Represent astral Unicode characters in Javascript, HTML or Ruby

Here is a symbol of an eight note: ♪

Its two-byte hex representation is 0x266A Show archive.org snapshot .

This card describes how to create a string with this symbol in various languages.

All languages

Since our tool chain (editors, languages, databases, browsers) is UTF-8 aware (or at least doesn't mangle bytes), you can usually get away with just pasting the symbol verbatim:

note = '♪'

This is great for shapes that are easily recognized by your fellow programmers.
It's not so great for non-distinct shapes like non-breaking spaces or hyphens of various lengths. For this, use the ways below.

Javascript, Coffeescript

Use the \u escape sequence:

note = '\u266A'

You can use Unicode escape sequences in both single and double quotes.

HTML

Use an entity:

♪

Ruby 1.9+

In modern Rubies you can use the \u escape sequence:

note = "\u266A"

Note that you must use double quotes. Unicode escape sequences are not parsed in a string with single quotes.

Ruby 1.8.7

There are no \u escape sequences in Ruby 1.8.7.

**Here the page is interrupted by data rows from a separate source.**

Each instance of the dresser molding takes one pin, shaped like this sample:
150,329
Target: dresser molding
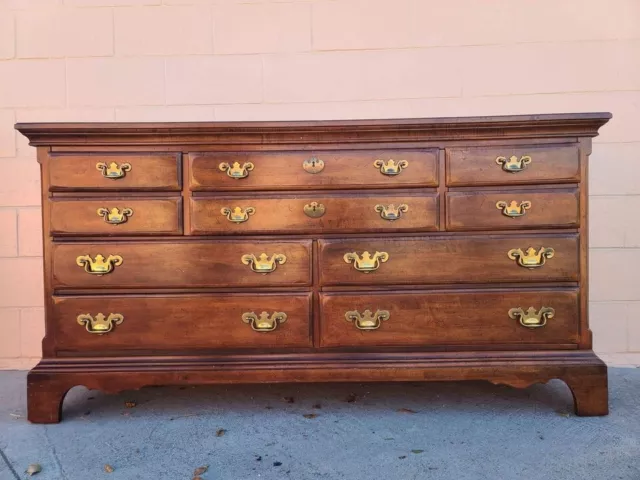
174,194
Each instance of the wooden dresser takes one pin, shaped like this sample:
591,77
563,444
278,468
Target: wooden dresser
377,250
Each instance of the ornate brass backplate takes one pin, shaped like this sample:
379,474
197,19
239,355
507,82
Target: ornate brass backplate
114,216
367,320
264,322
314,209
514,164
113,170
313,165
391,167
366,262
530,258
263,264
513,209
391,212
531,318
100,324
237,214
99,266
236,170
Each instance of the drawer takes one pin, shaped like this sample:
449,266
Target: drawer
310,214
134,171
459,318
513,165
182,264
471,259
512,210
116,216
295,170
155,323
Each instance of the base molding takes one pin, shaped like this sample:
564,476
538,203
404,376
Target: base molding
583,372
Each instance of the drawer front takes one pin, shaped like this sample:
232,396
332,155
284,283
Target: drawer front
333,169
405,261
176,265
297,214
512,210
423,319
512,165
116,216
114,172
152,323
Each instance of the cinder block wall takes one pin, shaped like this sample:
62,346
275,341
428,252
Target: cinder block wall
173,60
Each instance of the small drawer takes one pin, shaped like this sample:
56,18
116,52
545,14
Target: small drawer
116,216
471,259
133,171
181,264
512,209
454,318
322,169
513,165
311,214
148,324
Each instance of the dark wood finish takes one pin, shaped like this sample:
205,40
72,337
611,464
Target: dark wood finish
343,214
342,169
477,165
478,211
433,260
183,290
79,216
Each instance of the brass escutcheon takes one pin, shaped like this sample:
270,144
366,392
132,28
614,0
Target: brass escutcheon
114,216
530,318
367,320
530,258
99,266
263,264
113,170
514,164
513,209
100,324
264,322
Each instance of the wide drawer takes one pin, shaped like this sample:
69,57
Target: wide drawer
513,165
471,259
134,171
452,318
182,264
512,210
325,169
305,214
152,323
116,216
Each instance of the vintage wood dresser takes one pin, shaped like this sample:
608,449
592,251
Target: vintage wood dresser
405,250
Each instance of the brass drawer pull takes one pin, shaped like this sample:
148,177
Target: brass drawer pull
100,324
264,322
235,170
367,320
99,266
314,209
263,264
113,170
313,165
366,263
391,167
237,214
514,164
113,216
530,258
391,212
512,209
530,318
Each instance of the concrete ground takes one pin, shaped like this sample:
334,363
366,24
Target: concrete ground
458,431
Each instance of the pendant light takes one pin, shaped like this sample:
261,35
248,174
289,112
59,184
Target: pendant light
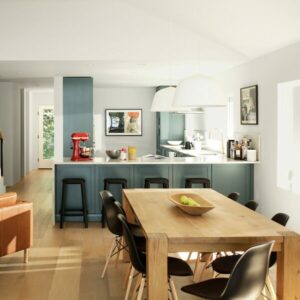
163,102
199,91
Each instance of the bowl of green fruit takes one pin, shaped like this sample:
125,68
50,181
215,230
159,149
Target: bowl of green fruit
191,203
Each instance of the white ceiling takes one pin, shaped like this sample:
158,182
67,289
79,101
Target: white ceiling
139,42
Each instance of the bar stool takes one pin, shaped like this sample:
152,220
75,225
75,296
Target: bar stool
190,181
73,212
159,180
107,183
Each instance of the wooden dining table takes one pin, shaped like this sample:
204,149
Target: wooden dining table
230,226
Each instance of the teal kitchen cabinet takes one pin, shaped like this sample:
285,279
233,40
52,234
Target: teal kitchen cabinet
233,178
77,110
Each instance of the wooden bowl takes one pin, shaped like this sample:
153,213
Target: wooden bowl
204,207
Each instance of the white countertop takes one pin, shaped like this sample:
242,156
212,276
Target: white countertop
204,159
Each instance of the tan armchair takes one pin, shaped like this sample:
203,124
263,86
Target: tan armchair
15,225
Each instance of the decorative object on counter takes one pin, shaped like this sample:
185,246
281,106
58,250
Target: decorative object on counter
123,155
123,122
201,207
80,153
249,105
131,153
172,154
174,143
251,155
113,154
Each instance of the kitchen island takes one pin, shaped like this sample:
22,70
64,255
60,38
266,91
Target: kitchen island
225,175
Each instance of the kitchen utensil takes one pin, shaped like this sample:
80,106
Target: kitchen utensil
113,154
204,207
174,143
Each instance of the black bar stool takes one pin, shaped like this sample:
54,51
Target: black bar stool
159,180
190,181
107,183
73,212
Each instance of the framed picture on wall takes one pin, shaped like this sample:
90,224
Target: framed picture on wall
125,122
249,105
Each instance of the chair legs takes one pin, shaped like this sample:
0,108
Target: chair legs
115,249
270,288
25,259
173,289
141,289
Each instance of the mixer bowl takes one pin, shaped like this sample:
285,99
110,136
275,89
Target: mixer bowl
113,154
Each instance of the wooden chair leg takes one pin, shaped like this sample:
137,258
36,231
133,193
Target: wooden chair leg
25,259
270,288
108,257
141,289
129,283
173,289
201,264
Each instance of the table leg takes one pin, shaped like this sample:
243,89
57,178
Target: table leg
288,269
157,269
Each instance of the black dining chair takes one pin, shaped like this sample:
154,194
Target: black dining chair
115,227
234,196
252,205
246,281
176,266
225,264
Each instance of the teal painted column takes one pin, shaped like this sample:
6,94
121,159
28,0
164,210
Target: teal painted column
77,109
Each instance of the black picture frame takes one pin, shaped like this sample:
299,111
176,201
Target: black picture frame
249,105
123,122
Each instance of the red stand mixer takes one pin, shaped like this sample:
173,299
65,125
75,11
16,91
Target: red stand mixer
80,153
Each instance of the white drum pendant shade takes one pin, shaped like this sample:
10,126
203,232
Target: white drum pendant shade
163,100
199,91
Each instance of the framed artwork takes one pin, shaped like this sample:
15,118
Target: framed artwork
249,105
126,122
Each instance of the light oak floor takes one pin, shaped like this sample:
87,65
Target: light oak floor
63,263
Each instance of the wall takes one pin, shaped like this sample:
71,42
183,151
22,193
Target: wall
37,97
105,98
267,72
10,116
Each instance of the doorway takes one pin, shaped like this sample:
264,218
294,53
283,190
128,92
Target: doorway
46,136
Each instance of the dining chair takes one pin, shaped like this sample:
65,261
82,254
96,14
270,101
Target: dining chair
176,266
246,281
252,205
225,264
234,196
115,227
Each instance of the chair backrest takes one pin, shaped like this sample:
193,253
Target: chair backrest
281,219
111,211
252,205
234,196
249,274
132,249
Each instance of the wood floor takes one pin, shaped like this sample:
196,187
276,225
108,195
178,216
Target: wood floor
63,263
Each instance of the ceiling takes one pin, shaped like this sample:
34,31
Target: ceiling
139,42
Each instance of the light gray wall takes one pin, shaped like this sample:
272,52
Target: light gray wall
124,98
10,123
267,72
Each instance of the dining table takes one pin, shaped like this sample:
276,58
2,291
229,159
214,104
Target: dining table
229,226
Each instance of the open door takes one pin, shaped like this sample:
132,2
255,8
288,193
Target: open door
46,136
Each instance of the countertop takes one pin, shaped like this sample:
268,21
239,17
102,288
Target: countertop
204,159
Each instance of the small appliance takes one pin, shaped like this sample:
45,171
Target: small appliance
80,153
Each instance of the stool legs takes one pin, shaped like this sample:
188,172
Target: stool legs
63,204
84,205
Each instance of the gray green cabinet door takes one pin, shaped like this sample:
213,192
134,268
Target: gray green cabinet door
233,178
182,172
77,109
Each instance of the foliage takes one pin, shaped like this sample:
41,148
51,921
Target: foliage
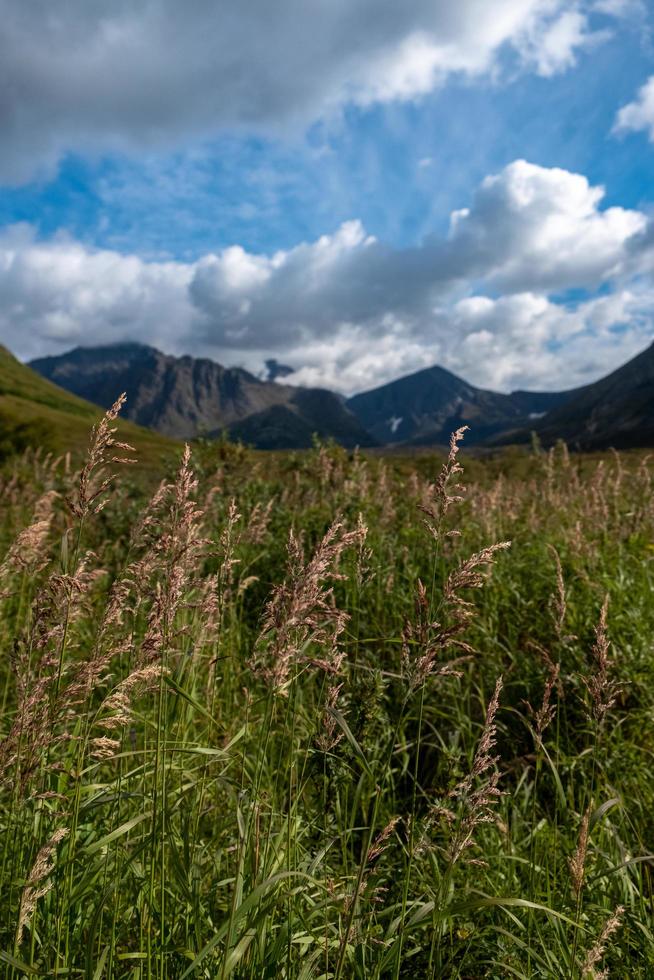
308,716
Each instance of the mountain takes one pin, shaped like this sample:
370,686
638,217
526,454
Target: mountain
616,411
425,407
35,412
185,396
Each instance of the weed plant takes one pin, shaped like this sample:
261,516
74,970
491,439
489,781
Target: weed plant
310,716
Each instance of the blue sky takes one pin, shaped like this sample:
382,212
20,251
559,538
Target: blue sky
172,214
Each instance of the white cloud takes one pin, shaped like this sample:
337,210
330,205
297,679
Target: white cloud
92,77
351,312
553,47
533,227
639,114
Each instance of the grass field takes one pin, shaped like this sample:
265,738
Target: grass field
311,716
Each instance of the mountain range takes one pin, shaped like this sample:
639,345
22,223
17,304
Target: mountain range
184,397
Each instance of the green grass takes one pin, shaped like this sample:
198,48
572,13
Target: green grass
305,757
35,412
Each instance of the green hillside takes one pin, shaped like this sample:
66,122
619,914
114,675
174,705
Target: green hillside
35,412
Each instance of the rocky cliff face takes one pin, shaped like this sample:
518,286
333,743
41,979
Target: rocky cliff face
185,397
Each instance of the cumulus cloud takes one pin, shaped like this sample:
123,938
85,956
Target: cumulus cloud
639,114
92,77
355,312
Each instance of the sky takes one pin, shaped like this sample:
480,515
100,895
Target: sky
356,188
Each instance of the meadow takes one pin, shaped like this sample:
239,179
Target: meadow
326,715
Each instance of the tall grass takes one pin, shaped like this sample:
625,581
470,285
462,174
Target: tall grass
312,717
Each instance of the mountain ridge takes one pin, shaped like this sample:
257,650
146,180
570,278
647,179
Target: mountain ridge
185,397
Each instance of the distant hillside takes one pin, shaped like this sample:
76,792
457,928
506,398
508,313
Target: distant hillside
616,411
185,397
35,412
425,407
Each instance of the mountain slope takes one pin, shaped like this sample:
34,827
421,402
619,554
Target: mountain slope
185,397
617,410
427,406
33,411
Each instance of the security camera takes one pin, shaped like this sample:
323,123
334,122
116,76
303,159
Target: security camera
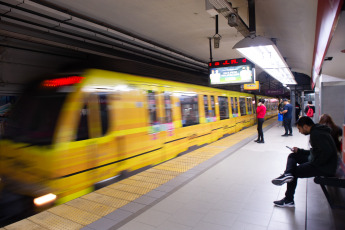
232,20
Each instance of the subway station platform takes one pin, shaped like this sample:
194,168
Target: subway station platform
223,185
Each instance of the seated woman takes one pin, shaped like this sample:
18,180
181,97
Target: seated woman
336,131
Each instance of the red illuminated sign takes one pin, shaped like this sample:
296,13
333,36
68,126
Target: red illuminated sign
229,62
62,81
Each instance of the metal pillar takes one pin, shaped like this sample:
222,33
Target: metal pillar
302,103
293,103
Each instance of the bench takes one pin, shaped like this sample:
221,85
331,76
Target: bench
338,182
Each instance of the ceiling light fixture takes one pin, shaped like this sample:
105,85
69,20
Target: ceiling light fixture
264,53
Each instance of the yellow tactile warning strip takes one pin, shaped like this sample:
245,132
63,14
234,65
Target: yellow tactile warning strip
125,195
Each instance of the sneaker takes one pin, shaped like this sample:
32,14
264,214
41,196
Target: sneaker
284,203
284,178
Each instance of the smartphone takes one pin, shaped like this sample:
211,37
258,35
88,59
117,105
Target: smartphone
289,148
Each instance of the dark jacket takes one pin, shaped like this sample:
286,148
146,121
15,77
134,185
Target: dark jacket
323,152
307,108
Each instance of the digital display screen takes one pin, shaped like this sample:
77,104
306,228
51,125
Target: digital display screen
238,74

You either need to paste the '♪' symbol verbatim, or you can create a helper method that creates a string from an UTF-16 hex sequence:

class String
  def self.from_utf16_hex(sequence)
    parts = sequence.scan(/..../)
    parts = parts.map { |part| part.to_i(16) }
    parts.pack('U*')  
  end
end  

This lets you say:

String.from_utf16_hex('266a') # => '♪'
String.from_utf16_hex('266a266a') # => '♪♪'

This also works in modern Ruby versions.